With an intricate system of 28 bones connected by numerous joints, muscles, tendons and ligaments, the foot is one of the most complex parts of your body. Every day your feet bear your weight and withstand the shocks of overuse and abuse, repetitive actions, extreme situations, trauma, disease and the natural wear-and-tear of aging. Due to these many potential causes of heel pain, the heel is always at risk for injury or trauma.


Heel pain originates from a variety of conditions including acute trauma, such as a broken heel from a fall or automobile accident or an overuse injury from regular exercise like running or rollerblading. Heel pain also comes from systemic diseases like diabetes, nerve disorders or degenerative osteoarthritis. Mild to severe heel pain can also originate from simple, everyday habits such as walking or jogging in worn-out athletic shoes that have no support. As a result, symptoms of heel pain can vary widely and are not always easy to diagnose. Some causes of heel pain are:

  • Achilles tendon injury – The largest tendon in the human body and the one most often injured, your Achilles tendon connects your calf muscle to your heel bone. Achilles tendon injuries are common sports injuries caused by overuse of the tendon and calf muscles and can lead to tendonitis (inflammation of the tendon) or a ruptured or torn tendon that requires surgery. Achilles tendon injuries are a common cause of heel pain.
  • Plantar fasciitis – Plantar fasciitis is an overuse injury of the plantar (sole surface) of your foot and results in inflammation of the fascia, a tough, fibrous band of tissue that connects your heel bone to the base of your toes. Plantar fasciitis is commonly thought to be caused by a heel spur, but research has proven that to be untrue. Rest, icing and exercises that help stretch the fascia are very effective in relieving the pain.
  • Heel spurs – Spurs are hooks of bone that form at the back of the foot. The American Academy of Orthopaedic Surgeons (AAOS) reports that one out of 10 people has heel spurs, but only one out of 20 people with heel spurs has symptoms of heel pain.
  • Stone bruise – When you step on a hard object like a rock or stone, you can bruise the fat pad on the underside of your heel. It may or may not look discolored, and the pain goes away gradually with rest.
  • Retrocalcaneal bursitis – Heel pain symptoms that occur behind the heel can result from inflammation in the area where the Achilles tendon inserts into the heel bone. This is often caused by running too much or wearing shoes that rub or cut into the back of the heel.
  • Heel fractures – Fractures of the heel bone (calcaneus) often happen during high-energy collisions such as a motor vehicle crash or a fall from a height.
  • Osteoarthritis of the heel – Known as wear-and-tear arthritis, osteoarthritis can cause painful inflammation of one or more of the 30-plus joints in your foot, including the subtalar or talocalcaneal joint that connects the talus bone to the heel bone. The talus bone is a small bone between the heel bone and the lower leg bones (tibia and fibula). Nearly half of people in their 60s and 70s have arthritis in their feet and/or ankle that do not yet cause symptoms of foot pain.
  • Rheumatoid arthritis of the foot and ankle – Rheumatoid arthritis is a chronic autoimmune disease that causes inflammation of the joints in any part of your body. Ninety percent of people with this disease eventually develop symptoms of foot and ankle pain.
  • Diabetic foot – People with diabetes can experience multiple problems and complications of the disease in their feet as a result of high blood sugar levels. The condition, known as diabetic foot, is the result of nerve damage and circulation problems caused by diabetes.
  • Peripheral vascular disease – Also known as hardening of the arteries, this common circulatory problem is the result of narrowed blood vessels and reduced blood flow to your legs and feet. 

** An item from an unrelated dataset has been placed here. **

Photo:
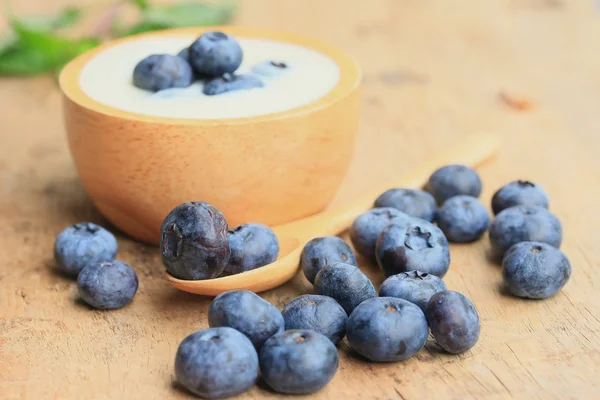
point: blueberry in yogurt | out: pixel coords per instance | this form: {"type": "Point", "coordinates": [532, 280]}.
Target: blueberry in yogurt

Common symptoms of heel pain that occurs under the heel and behind the heel include:

  • Severe heel pain as a result of plantar fasciitis, especially when standing after resting.
  • Pain, bruising, swelling, heel deformity and inability to put weight on your heel or walk, as a result of a fracture. Minor fractures can be treated non-surgically, but severe ones may need surgery.
  • Burning and aching pain while resting, especially at night, and redness and sores that do not heal, as a result of peripheral vascular disease.
  • Inflammation of the joints of your foot and ankle, and in severe cases, deformity, can be symptoms of rheumatoid arthritis.
  • Thickened, reddened and swollen skin as a result of retrocalcaneal bursitis. Rest, exercises, icing, anti-inflammatory medications and heel inserts can alleviate the pain.


Treatment options depend on the specific cause of heel pain. Due to the foot's intricate system of bones, joints, ligaments and tendons, it is best to consult an orthopaedic or podiatric specialist for an accurate diagnosis and comprehensive plan for successfully treating the underlying cause.